Hey Jason, first of all thanks for the post, all your posts are extremely useful. Anyway I am slightly confused by the second plot in section 3: underfit model. Is this not over fitting here? The model has low loss on the training error but high loss on the validation set i.e. not generalizing well? The recommendation you have in this case is to increase the capacity of the model, but would this not just improve the fit on the training set and hence widen this gap between val and training loss? Cheers, Mike

Note the lines start and remain far apart. This is the signal we are looking for when underfitting.

Dear Jason,

I am using a LSTM to predict some timeseries data.

Here is my model with early stopping.

https://photos.app.goo.gl/WuPELturhc8Z4JbP9

And here it is running for 100 epochs.

https://photos.app.goo.gl/p1h4PQdC1CE6wJHq8

Is this looking okay, am I overfitting? I am wondering why the validation loss is smaller than training loss in the beginning?

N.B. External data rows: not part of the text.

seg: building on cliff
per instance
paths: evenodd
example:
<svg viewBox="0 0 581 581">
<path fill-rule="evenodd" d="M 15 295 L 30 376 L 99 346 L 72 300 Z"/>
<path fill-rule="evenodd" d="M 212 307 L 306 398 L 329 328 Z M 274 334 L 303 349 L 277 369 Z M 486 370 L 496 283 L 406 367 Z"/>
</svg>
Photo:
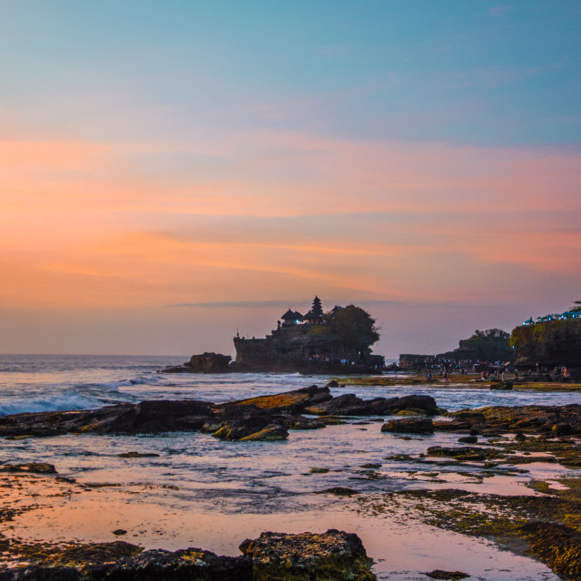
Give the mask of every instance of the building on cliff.
<svg viewBox="0 0 581 581">
<path fill-rule="evenodd" d="M 375 320 L 354 305 L 335 306 L 324 312 L 319 297 L 303 316 L 289 309 L 277 329 L 263 339 L 234 338 L 235 366 L 239 369 L 301 371 L 341 367 L 358 372 L 379 369 L 384 359 L 371 355 L 379 339 Z"/>
</svg>

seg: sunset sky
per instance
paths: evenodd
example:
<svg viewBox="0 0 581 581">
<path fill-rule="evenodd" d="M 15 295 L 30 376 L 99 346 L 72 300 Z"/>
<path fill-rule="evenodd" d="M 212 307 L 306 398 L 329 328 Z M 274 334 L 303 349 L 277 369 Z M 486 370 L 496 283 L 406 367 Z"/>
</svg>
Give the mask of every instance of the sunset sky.
<svg viewBox="0 0 581 581">
<path fill-rule="evenodd" d="M 434 353 L 581 300 L 578 0 L 0 0 L 0 352 Z"/>
</svg>

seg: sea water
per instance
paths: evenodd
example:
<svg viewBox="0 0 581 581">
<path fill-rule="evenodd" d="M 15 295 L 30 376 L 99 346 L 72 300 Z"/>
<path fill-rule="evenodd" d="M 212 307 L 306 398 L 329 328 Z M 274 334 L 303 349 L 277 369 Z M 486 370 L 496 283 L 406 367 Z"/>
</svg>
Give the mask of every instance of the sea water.
<svg viewBox="0 0 581 581">
<path fill-rule="evenodd" d="M 82 409 L 144 399 L 222 402 L 324 385 L 329 378 L 300 374 L 163 374 L 168 365 L 187 358 L 104 356 L 0 356 L 0 415 Z M 448 409 L 488 405 L 563 405 L 577 403 L 567 392 L 492 391 L 478 388 L 429 386 L 349 386 L 335 396 L 356 393 L 364 399 L 424 393 Z M 387 461 L 394 454 L 418 456 L 429 446 L 450 446 L 458 435 L 437 433 L 402 439 L 380 432 L 383 418 L 350 420 L 324 429 L 290 431 L 281 442 L 224 442 L 201 433 L 169 432 L 147 436 L 61 436 L 4 440 L 3 462 L 47 461 L 71 485 L 46 488 L 46 478 L 33 480 L 25 492 L 4 490 L 2 500 L 30 506 L 5 531 L 37 540 L 111 541 L 112 531 L 146 547 L 201 547 L 237 555 L 246 537 L 265 530 L 356 532 L 376 560 L 379 578 L 425 578 L 422 571 L 459 568 L 476 578 L 556 579 L 532 559 L 501 551 L 482 539 L 441 531 L 410 520 L 405 514 L 371 515 L 357 497 L 316 494 L 349 487 L 361 495 L 406 488 L 456 487 L 475 492 L 534 494 L 531 478 L 566 474 L 558 465 L 539 461 L 516 477 L 479 480 L 463 468 Z M 126 458 L 134 451 L 156 454 Z M 539 458 L 542 460 L 542 458 Z M 363 468 L 374 464 L 370 469 Z M 310 473 L 324 468 L 325 473 Z M 34 489 L 34 482 L 38 490 Z M 52 496 L 54 494 L 54 496 Z M 38 495 L 35 497 L 34 495 Z"/>
</svg>

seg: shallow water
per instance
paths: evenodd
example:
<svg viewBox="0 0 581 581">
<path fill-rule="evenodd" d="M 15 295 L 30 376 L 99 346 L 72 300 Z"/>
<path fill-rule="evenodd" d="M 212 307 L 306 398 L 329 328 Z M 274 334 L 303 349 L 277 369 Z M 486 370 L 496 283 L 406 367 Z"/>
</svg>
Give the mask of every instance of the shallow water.
<svg viewBox="0 0 581 581">
<path fill-rule="evenodd" d="M 156 373 L 164 365 L 182 360 L 185 358 L 2 356 L 0 410 L 79 409 L 151 399 L 225 401 L 313 383 L 324 385 L 328 380 L 291 374 Z M 497 392 L 453 386 L 440 389 L 358 386 L 332 391 L 365 399 L 429 393 L 439 406 L 450 409 L 578 401 L 573 393 Z M 56 466 L 59 476 L 76 479 L 66 484 L 51 477 L 27 477 L 30 482 L 22 488 L 3 487 L 5 504 L 37 505 L 15 517 L 4 532 L 27 539 L 111 541 L 117 538 L 112 531 L 121 527 L 128 531 L 123 539 L 147 547 L 197 546 L 237 555 L 244 538 L 265 530 L 340 528 L 359 535 L 376 560 L 380 578 L 425 579 L 422 571 L 444 568 L 464 570 L 482 579 L 556 579 L 536 561 L 499 550 L 482 539 L 421 525 L 406 514 L 360 514 L 357 497 L 315 494 L 331 487 L 349 487 L 360 494 L 419 487 L 534 494 L 526 486 L 531 478 L 554 479 L 568 473 L 542 458 L 519 467 L 527 472 L 513 476 L 487 473 L 477 466 L 458 470 L 445 466 L 441 458 L 419 464 L 387 460 L 394 454 L 418 457 L 430 446 L 456 444 L 458 435 L 402 439 L 380 432 L 383 419 L 291 431 L 281 442 L 223 442 L 206 434 L 178 432 L 3 440 L 0 460 L 48 461 Z M 159 457 L 118 457 L 129 451 Z M 366 464 L 379 466 L 362 468 Z M 311 468 L 329 472 L 311 474 Z"/>
</svg>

Many thanks for your help, and giving us this all this great work.

Does not really look like overfitting to me.

Hi Jason,

It is a very useful article. In the example, only one value is forecasts. For time series prediction, it may need to forecast several values: t, t+1 … t+n. Do you know how history[‘loss’] and history[‘val_loss’] are calculated please? Or if there are other metric which we can refer to please?

Thanks in advance.

I recommend this tutorial:

https://machinelearningmastery.com/multi-step-time-series-forecasting-long-short-term-memory-networks-python/

Thanks a lot for reply.

I have read this tutorial you mentioned before. Do you mean to create own function such as evaluate_forecasts(…) to calculate t+i rmse for each epoch, and then plot the rmse vs epoch?

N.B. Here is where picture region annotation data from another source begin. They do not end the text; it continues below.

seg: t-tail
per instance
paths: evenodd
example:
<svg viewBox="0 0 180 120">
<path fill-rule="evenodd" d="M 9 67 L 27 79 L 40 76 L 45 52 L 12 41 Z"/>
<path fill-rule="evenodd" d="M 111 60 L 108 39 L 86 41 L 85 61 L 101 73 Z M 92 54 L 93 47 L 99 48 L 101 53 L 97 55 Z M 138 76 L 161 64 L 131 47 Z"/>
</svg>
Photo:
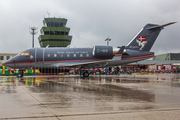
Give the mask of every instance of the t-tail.
<svg viewBox="0 0 180 120">
<path fill-rule="evenodd" d="M 171 22 L 164 25 L 147 24 L 142 30 L 128 43 L 126 49 L 150 51 L 156 38 L 161 30 L 168 25 L 174 24 Z"/>
</svg>

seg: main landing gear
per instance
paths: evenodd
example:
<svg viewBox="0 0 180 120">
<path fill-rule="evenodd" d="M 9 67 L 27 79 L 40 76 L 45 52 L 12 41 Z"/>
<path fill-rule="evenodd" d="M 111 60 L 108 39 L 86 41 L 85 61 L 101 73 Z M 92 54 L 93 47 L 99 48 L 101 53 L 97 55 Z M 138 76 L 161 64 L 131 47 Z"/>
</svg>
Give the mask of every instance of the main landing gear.
<svg viewBox="0 0 180 120">
<path fill-rule="evenodd" d="M 18 77 L 23 77 L 24 76 L 24 71 L 23 70 L 19 70 L 19 74 L 18 74 Z"/>
</svg>

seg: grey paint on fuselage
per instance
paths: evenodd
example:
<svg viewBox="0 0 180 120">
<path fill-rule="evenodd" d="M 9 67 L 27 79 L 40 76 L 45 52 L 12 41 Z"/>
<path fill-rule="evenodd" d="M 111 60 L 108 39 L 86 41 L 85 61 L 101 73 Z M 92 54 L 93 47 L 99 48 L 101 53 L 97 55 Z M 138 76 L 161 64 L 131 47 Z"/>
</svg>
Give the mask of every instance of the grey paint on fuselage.
<svg viewBox="0 0 180 120">
<path fill-rule="evenodd" d="M 93 48 L 31 48 L 3 65 L 11 68 L 71 67 L 101 68 L 132 63 L 154 56 L 149 52 L 164 25 L 147 24 L 126 47 L 94 46 Z M 24 52 L 26 52 L 24 51 Z M 121 52 L 120 52 L 121 51 Z M 23 53 L 23 52 L 22 52 Z"/>
</svg>

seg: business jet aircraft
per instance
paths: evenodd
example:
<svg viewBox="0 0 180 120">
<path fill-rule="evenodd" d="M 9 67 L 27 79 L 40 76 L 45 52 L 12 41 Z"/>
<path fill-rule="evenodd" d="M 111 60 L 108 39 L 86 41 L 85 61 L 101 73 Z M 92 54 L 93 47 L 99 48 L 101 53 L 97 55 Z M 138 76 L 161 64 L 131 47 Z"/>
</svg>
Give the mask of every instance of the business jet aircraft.
<svg viewBox="0 0 180 120">
<path fill-rule="evenodd" d="M 40 72 L 67 72 L 68 68 L 82 70 L 88 77 L 87 69 L 117 66 L 141 61 L 154 56 L 149 52 L 164 25 L 147 24 L 127 46 L 112 47 L 95 45 L 93 48 L 31 48 L 10 58 L 4 66 L 17 69 L 38 68 Z"/>
</svg>

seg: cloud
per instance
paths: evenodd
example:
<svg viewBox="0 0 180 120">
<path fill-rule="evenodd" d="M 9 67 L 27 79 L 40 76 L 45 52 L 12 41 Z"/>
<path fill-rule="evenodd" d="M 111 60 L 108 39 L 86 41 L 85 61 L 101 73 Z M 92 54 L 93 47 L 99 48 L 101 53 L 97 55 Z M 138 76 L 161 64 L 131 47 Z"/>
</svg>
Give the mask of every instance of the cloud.
<svg viewBox="0 0 180 120">
<path fill-rule="evenodd" d="M 165 24 L 180 19 L 178 0 L 3 0 L 0 5 L 0 52 L 18 53 L 32 46 L 29 27 L 37 26 L 35 46 L 47 17 L 68 19 L 72 46 L 126 45 L 147 23 Z M 179 28 L 176 23 L 166 27 L 151 51 L 157 54 L 179 52 Z"/>
</svg>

Did the tutorial not help?

Hi Jason,

Yes, the tutorial you mentioned helps, but I want to make sure if I understand you correctly.

My question was how to plot train loss and validation loss for time series prediction t+1 … t+n. I just wonder if history[‘loss’] and history[‘val_loss’] are only for t+1, or they are the mean of t+1 … t+n. Is there other metric for this purpose?

If there is no metric in history to measure train loss and validation loss for t+1 … t+n. Do I need to create an own function such as evaluate_forecasts(…) to calculate t+i rmse for each epoch?

Thanks in advance.

Sorry, now I understand.

There is no concept of loss at different time steps during training, the model calculates loss based on the output vector given an input.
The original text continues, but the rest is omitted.